I don’t know that I would have done anything differently. I assume I will be able to do all the things in the future and if I’m disappointed…so be it. I will still travel to visit family. I will still see movies and listen to concerts. It might look different, but so do I.
Hmm. Interesting question. I don’t think I would’ve done anything differently, had I known what was coming, though.
I’m not sure. I do find myself wishing we’d travelled more, beyond our regular trips to see family. This is when I thought we would be doing that, now that we’re both retired and settled into our condo for a few years now, and have some time and extra money — but I feel like the chance to do that, while we’re both still relatively young and healthy, is slipping away. 🙁 (On the other hand, I am glad we weren’t travelling and stuck somewhere in a strange city/country when covid first came along and so many flights were grounded…!)
Hmmm, that is an interesting question. I would’ve traveled more for sure. I also would’ve followed my intuition to get one of my kids checked out for ASD. If we knew then what we know now, and he had been receiving the proper supports… my speculation is that it would have been somewhat less stressful than finding out a year into the pandemic what his behaviors meant.
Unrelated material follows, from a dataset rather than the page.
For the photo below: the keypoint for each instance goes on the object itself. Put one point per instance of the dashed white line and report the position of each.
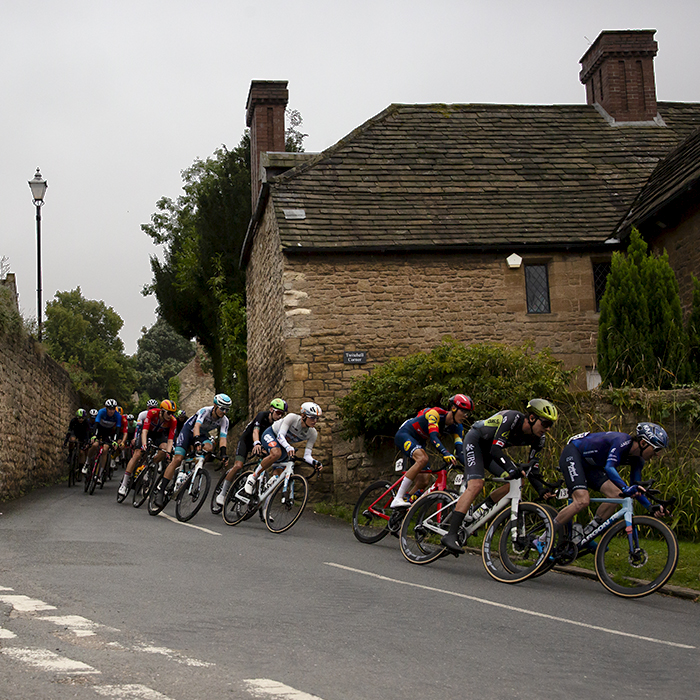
(196, 527)
(266, 688)
(48, 661)
(524, 611)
I … don’t think so? We took a big (international, expensive) trip in 2019, which means that for us, 2020 was going to be a low-travel year. Which it was! In my DH’s preferred world, we go to a restaurant maybe twice a week, whereas in my preferred world we go to a restaurant maybe once a month? Maybe not that often. We have eaten indoors in a restaurant precisely once since the pandemic started, but we also have a good pizza place (no, really) near us that does good outdoor dining and probably ate there a dozen times in 2021. So …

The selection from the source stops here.